The first comprehensive survey of Australian adults’ media literacy wasn’t completed until 2021. It revealed a media literacy divide between regional Australia, low-income and low-education levels. More promisingly, there was overwhelming support to do something about it: 81% of people thought children should receive media literacy education in school.
Fighting fake news
There is another enormous benefit to teaching digital media literacy skills: studies have shown just by talking about and educating people about misinformation in general, those people are subsequently much less susceptible to misinformation.
Researchers created an online game where the goal was to gain as many followers as possible by deploying common disinformation techniques. Everyone who plays it, and so learns about these techniques, is much less likely to believe and share fake news afterwards.
Another study told people about tobacco disinformation denying the link between smoking and cancer in the 1950s and 60s, and then showed the same people climate change disinformation. They could all spot it as fake, as they recognised the same techniques.
This is what we call inoculation. It is the most effective way to address the issue: get to people first with the truth – and warn them about disinformation before it hits. Instead of debunking, it is much more effective to prebunk.
But what can we do after someone is exposed to dangerous false information?
This is where it gets much more difficult. You’ll find a much more comprehensive account of this and links to more resources at factsandotherlies.com/resources, but there are a few key things to keep in mind.

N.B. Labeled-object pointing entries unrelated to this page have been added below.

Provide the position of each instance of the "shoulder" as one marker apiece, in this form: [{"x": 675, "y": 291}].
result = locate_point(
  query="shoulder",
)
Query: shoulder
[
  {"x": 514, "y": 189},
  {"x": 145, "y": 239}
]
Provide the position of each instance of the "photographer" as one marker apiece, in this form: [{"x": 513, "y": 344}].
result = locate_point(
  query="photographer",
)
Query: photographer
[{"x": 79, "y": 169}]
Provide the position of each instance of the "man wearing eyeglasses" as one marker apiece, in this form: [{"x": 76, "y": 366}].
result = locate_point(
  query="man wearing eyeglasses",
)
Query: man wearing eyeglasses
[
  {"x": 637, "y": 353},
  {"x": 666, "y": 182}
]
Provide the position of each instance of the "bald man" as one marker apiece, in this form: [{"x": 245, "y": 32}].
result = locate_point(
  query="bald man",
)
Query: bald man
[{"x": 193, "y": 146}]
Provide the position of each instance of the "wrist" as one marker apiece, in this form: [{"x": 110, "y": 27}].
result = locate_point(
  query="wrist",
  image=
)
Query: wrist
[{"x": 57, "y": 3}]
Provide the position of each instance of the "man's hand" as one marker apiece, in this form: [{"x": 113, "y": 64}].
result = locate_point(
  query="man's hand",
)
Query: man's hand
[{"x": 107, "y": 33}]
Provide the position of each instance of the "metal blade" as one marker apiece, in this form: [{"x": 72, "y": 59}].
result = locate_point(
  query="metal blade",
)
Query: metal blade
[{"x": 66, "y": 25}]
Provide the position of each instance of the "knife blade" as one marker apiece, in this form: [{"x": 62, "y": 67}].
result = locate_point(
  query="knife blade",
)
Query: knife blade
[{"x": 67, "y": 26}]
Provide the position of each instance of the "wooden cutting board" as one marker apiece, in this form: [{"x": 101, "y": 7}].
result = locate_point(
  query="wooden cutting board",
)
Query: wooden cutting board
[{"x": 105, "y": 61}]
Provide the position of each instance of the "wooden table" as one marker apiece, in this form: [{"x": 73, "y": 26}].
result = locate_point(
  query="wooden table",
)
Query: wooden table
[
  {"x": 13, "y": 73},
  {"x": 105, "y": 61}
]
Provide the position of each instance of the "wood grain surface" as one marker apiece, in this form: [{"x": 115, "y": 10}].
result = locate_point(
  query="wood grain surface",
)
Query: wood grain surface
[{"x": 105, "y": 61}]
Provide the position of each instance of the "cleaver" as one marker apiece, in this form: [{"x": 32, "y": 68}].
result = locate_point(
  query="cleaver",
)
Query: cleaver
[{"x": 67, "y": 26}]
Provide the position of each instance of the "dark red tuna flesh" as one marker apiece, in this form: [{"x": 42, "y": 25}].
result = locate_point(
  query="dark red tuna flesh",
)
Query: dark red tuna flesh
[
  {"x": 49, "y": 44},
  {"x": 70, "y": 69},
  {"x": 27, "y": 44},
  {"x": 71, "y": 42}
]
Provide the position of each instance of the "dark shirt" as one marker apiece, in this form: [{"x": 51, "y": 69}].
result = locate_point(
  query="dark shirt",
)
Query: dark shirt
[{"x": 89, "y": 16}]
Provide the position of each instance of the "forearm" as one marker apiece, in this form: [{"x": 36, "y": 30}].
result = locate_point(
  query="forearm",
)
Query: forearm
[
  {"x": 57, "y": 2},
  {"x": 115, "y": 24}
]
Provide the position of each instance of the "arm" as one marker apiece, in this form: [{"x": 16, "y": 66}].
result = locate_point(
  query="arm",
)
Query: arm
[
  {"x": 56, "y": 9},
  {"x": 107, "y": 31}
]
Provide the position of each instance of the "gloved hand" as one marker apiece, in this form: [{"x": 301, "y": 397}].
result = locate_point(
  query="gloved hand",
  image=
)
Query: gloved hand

Simply showing corrective information is not enough. We need to teach students how to frame their arguments in terms of shared values, beginning with areas of common ground. Too often we jump straight to the part where we disagree. Someone who is anti-vaxxer may be so out of a genuine concern for health, even if their conclusion is misplaced. Start there.
We also need to revive the lost art of private conversations. Everything on social media is performative. We want to be loud and right. In a private conversation, we want to find consensus.
Another way we need to address misinformation is not amplify the thing we are trying to debunk. Whenever mentioning a myth, for example, put it in a ‘fact sandwich’ – surround it with the truth on both sides and never leave it hanging without context.
Finally, we need to teach students how to tell better stories. Disinformation isn’t effective because it is false; it’s often effective because it’s a great yarn. Conspiracy theories are wildly entertaining, whereas the truth is usually mundane. Give students the skills to make reality engaging.
Media literacy skills will give the next generation a framework to deal with the ongoing crisis of disinformation in a way that current generations lack. We have been applying a 20th-century understanding to a 21st-century problem. As educators, you have an opportunity to make the next generation far more savvy.